Так вот, я зашел в магазин и принялся разглядывать книги на столах. Две работавшие там женщины засмеялись, показывая на середину моего тела. И снова я растерялся. Мужчинам не положено ходить по книжным магазинам? Между полами идет какая-то война насмешек? Продавцы книг только и делают, что потешаются над клиентами? Или они смеются, потому что на мне нет одежды? Кто знает? В любом случае, это немного отвлекало, тем более что прежде я слышал смех единственный раз – то было приглушенное шерстью хихиканье ипсоида. Я сосредоточился на книгах и решил просмотреть те, что стояли на полках.
Вскоре я понял: книги в магазинах группируют по первой букве фамилии автора, причем руководствуются алфавитной системой.
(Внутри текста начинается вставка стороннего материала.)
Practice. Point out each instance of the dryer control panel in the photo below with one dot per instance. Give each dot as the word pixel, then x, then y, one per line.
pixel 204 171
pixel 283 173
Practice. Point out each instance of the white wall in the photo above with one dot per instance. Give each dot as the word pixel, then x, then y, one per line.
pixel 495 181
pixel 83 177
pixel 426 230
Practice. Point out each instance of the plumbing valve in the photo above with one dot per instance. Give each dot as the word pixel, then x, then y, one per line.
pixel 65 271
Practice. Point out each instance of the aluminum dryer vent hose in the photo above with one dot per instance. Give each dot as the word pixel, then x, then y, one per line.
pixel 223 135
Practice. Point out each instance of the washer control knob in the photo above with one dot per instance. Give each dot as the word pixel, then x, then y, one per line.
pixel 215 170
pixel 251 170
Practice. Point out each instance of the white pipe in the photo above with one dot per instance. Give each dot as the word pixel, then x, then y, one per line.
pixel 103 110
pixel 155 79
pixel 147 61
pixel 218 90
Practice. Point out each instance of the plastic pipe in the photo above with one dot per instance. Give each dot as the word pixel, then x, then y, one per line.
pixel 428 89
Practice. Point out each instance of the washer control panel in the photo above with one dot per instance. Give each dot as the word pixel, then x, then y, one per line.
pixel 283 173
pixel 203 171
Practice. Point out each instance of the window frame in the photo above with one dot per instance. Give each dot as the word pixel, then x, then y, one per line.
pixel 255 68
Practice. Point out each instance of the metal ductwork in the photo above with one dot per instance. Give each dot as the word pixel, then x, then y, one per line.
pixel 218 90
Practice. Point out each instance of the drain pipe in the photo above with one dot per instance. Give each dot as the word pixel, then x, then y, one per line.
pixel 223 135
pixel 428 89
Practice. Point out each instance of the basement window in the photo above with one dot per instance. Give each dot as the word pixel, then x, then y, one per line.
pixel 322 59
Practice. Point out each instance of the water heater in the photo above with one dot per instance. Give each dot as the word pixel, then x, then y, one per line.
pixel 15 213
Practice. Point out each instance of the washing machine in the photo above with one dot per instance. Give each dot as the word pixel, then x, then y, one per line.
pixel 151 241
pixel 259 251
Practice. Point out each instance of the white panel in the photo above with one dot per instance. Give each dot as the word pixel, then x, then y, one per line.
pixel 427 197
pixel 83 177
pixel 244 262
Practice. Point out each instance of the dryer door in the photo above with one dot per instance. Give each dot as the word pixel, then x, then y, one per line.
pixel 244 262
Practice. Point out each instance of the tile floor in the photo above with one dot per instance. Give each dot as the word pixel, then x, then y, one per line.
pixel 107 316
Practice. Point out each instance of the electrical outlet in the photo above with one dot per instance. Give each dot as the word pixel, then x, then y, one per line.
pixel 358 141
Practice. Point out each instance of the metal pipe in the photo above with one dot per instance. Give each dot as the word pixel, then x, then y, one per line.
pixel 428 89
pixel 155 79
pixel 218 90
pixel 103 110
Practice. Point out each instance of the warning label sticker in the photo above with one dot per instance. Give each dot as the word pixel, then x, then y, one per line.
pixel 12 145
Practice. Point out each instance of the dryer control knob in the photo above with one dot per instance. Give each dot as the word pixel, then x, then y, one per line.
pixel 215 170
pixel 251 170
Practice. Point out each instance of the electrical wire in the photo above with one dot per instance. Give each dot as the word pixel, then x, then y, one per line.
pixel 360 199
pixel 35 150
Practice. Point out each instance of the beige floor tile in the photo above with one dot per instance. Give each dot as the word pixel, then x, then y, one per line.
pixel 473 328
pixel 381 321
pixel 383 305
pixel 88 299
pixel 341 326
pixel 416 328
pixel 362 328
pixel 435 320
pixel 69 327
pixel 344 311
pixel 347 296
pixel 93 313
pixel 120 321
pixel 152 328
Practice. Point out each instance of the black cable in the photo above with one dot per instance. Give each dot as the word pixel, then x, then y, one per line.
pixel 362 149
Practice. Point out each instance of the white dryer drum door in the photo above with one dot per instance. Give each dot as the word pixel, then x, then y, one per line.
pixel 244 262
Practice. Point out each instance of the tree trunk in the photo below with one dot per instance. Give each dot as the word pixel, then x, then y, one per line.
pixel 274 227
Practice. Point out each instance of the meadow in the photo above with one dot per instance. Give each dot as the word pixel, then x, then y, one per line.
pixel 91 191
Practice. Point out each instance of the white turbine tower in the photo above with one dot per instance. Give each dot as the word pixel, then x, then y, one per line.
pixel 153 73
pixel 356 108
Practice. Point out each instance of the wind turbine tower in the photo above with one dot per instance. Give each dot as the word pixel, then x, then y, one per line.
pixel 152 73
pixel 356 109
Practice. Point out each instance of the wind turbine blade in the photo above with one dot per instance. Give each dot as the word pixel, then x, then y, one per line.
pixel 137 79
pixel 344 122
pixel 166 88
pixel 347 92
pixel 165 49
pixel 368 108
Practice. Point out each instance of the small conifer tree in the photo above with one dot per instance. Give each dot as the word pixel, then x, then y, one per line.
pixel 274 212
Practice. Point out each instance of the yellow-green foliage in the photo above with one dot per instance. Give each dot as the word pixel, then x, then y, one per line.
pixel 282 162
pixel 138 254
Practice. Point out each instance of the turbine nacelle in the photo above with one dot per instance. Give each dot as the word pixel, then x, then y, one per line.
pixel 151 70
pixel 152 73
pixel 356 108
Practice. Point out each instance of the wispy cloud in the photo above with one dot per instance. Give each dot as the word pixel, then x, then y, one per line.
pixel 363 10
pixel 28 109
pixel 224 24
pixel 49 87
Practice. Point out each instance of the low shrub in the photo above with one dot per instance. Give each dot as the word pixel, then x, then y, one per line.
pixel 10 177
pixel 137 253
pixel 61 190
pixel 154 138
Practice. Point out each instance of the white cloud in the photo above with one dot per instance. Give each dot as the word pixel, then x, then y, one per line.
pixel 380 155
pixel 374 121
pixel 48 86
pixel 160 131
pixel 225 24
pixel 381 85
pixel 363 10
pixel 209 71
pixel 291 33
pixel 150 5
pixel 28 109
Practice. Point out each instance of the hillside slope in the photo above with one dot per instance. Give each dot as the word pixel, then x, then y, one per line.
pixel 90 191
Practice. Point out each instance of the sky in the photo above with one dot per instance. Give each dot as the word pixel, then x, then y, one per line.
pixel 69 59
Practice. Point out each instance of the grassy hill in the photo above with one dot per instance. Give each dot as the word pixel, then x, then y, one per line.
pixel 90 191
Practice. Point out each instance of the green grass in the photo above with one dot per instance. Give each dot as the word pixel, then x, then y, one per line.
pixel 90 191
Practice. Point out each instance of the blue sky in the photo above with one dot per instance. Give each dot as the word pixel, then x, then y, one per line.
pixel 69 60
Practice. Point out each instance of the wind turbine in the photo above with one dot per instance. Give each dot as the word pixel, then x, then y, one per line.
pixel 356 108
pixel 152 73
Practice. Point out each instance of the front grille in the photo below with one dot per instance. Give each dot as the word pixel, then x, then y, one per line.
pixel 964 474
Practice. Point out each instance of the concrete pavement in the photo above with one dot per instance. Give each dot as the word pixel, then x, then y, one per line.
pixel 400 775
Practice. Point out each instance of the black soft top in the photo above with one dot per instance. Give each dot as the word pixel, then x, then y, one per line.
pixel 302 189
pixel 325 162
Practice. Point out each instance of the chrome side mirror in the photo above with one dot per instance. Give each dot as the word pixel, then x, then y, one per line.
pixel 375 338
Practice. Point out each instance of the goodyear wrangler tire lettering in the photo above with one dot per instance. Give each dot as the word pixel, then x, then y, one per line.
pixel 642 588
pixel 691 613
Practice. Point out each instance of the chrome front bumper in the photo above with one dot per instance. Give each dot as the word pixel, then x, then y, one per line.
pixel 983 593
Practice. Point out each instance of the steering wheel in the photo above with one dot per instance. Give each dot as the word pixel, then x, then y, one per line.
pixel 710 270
Поскольку в здешнем алфавите минимум букв, пользоваться системой крайне просто, и я быстро нашел книги на «М». Одна из них называлась «Темные века», и написала ее Изабель Мартин. Я взял томик с полки. На нем была небольшая пометка «Местный автор». Магазин располагал единственной ее книгой, а вот произведений Эндрю Мартина оказалось куда больше. Так, в наличии имелось тринадцать экземпляров его книги «Квадратура круга», а также одиннадцать экземпляров другой работы под названием «Американский -рог». В обоих трудах речь шла о математике.
Я взял по экземпляру каждой книги и увидел, что сзади на каждом написано «lb8,99». Благодаря интерполяции языка, которую я провел при помощи «Космополитен», мне стало ясно, что это цена за штуку. Только денег у меня не было. Поэтому я подождал, пока все отвернутся (ждать пришлось долго), и очень быстро выбежал из магазина.
Поскольку наружные тестикулы плохо совмещаются с бегом без одежды, я постепенно перешел на шаг и начал читать.
Я выискивал в обеих книгах гипотезу Римана, но не нашел ничего, кроме нескольких упоминаний самого Бернхарда Римана, давно умершего немецкого математика.
Я выпустил книги из рук, и они упали на землю.
Люди все чаще останавливались и глазели на меня. Со всех сторон я видел предметы, в которых еще толком не разобрался: мусор, рекламные плакаты, велосипеды. Предметы, существующие только на Земле.
Я миновал крупного самца человека с волосатым лицом, одетого в длинное пальто. Асимметричная походка свидетельствовала о каком-то увечье.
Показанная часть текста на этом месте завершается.